Anglican vs Evangelical Education in the 19th Century

In August 1879 the Episcopal bishop of Mississippi, William Mercer Green, addressed the gathered trustees of the University of the South in Sewanee, Tennessee. Sewanee, then only two decades old, nonetheless had become a leading institution of higher learning in the South. Although the university owed its charter to the famed fighting bishop of Louisiana, Leonidas Polk, it was more properly the brainchild of James Hervey Otey. [1]

Otey hailed from a gentrified Virginia family. He received his education at home from tutors and then matriculated at the University of North Carolina. Otey influenced Green and other southern Episcopalians and preceded the latter as a missionary bishop in Mississippi. Otey, Green, and Polk remained painfully aware that the Episcopal Church was increasingly overshadowed socially by the growing Evangelical movements of the era. By the 1830s, the second generation of Evangelicals—Baptists, Disciples of Christ, and Methodists—achieved a measure of respectability their revivalist predecessors could only envy. The success of Evangelical laypeople fed the respectability of popular Evangelical ministers who drew sizable numbers of congregants through dynamic preaching. This symbiotic relationship eventually, argued Nathan Hatch, sapped the revivalist fervor and what he called the populism of southern Evangelicals. A new class of self-consciously elite Evangelicals directed their efforts at building colleges, but their churches never again experienced the degree or type of sociological growth they enjoyed during the first four decades of the Nineteenth Century.[2]

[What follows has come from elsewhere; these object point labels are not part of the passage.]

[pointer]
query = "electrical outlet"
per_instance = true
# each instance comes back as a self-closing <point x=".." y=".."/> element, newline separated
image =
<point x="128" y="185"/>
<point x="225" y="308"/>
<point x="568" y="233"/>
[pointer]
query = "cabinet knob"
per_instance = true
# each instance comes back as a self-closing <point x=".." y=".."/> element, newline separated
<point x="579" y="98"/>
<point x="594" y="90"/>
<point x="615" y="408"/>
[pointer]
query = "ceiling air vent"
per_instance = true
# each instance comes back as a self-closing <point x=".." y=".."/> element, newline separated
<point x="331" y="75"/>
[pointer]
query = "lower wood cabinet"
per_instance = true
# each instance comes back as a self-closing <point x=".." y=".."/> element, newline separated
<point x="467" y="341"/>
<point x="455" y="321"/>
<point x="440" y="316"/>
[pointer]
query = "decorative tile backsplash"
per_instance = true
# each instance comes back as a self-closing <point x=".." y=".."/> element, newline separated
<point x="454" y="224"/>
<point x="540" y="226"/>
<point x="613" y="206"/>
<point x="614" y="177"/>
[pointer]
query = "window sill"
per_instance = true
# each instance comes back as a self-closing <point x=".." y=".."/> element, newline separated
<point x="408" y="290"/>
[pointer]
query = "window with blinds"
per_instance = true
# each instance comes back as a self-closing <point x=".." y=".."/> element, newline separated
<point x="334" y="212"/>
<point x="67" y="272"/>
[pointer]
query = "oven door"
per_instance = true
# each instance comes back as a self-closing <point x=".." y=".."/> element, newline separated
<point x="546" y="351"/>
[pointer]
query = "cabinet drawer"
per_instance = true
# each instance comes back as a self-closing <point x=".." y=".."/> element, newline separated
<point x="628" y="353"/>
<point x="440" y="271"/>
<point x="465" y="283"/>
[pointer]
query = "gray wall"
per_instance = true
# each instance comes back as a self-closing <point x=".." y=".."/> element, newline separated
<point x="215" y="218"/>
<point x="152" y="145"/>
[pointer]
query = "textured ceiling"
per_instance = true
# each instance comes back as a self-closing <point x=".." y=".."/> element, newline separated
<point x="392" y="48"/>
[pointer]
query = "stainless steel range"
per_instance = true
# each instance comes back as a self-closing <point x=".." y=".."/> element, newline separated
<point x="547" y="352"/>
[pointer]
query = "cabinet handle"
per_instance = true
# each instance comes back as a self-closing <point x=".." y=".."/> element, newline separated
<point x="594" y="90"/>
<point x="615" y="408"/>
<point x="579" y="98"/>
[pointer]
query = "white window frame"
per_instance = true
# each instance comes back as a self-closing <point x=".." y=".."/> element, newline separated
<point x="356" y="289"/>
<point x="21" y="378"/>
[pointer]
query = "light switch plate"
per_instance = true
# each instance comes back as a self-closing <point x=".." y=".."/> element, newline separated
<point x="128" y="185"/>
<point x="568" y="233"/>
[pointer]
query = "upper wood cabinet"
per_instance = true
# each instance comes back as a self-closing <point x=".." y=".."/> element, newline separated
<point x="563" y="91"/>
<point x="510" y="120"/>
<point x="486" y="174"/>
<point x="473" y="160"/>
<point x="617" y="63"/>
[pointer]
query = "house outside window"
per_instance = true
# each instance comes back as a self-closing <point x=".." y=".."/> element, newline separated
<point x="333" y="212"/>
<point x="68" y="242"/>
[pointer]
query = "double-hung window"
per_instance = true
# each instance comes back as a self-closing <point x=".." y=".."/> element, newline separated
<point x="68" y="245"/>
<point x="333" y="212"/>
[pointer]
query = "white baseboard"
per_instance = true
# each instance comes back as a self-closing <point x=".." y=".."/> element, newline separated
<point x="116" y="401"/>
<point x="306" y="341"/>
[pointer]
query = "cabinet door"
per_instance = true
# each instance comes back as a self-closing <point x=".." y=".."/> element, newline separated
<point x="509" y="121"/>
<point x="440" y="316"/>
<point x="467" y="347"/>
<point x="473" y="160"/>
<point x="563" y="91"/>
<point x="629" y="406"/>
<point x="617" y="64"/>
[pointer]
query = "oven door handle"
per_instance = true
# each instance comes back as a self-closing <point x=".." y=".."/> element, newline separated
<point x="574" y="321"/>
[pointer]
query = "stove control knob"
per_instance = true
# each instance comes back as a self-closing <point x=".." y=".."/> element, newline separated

Episcopalians remained circumspect about Evangelical religiosity. The less-institutional nature of Evangelical religion did not, they noted, create the type of educational milieu that educated young Episcopalians in their faith. Evangelical colleges were seen as insufficient. When Episcopalians passed “from under the parental eye” in preparatory schools they did not have “institution fairly within our reach” where confirmed Episcopalians could be “kept under the influence of those Christian principles” and churchly instruction “to which we pledged them in baptism, which we have accepted and hold as of the essence of Christ’s religion, which we would transmit in their vigor to them and through them, unmarred, to our latest posterity.” Evangelical education was not appropriate for southern Episcopalians. The most tolerable institution for most southern Episcopalians to send their children too remained the College of New Jersey in Princeton, but that was far away and clouded by being in a free state. What was needed was truly churchly education, safely overseen by the hierarchy of the Protestant Episcopal Church and not given to the populist dispositions of Evangelical religion.[3]

Otey in particular believed that the Evangelical South had not created a true religious society or churchly religious practice. Bishop Green noted that Otey “saw that religious culture was the great want of the people of the South-West.” Otey was convinced that knowledge “of the Church in its Catechisms and Creeds, and its lifegiving sacraments, should be taught side by side with the usual branches of both an elementary and a higher education.”  It was Otey who first called “the attention of our South-Western Churchmen to the necessity of establishing such a University as this.” [4]

The efforts of Green and Otey and the founding of Sewanee represent an opportunity to rethink scholarship that privileges and over-prioritizes democratization and liberalization as hallmarks of Protestant education in the Early Republic. Sewanee was not illiberal, but it was fundamentally traditional in a time and place where Nathan Hatch argued culture, religious culture included, mounted a frontal assault on tradition, mediating elites, and institutions. [5]


[1] George R. Fairbanks, History of the University of the South, at Sewanee, Tennessee (Jacksonville, FL: H. & W.B. Drew Co., 1905), 1.

[2] Nathan O. Hatch, The Democratization of American Christianity (New Haven and London: Yale University Press 1989), 195.

[3] Fairbanks, History of the University of the South, 12-13.

[4]William Mercer Green, Address Delivered Before the Board of Trustees, August 4, 1879 (Charleston, SC: Walker, Evans, and Cogswell, 1879), 12.

[5] Hatch, The Democratization of American Christianity, 182.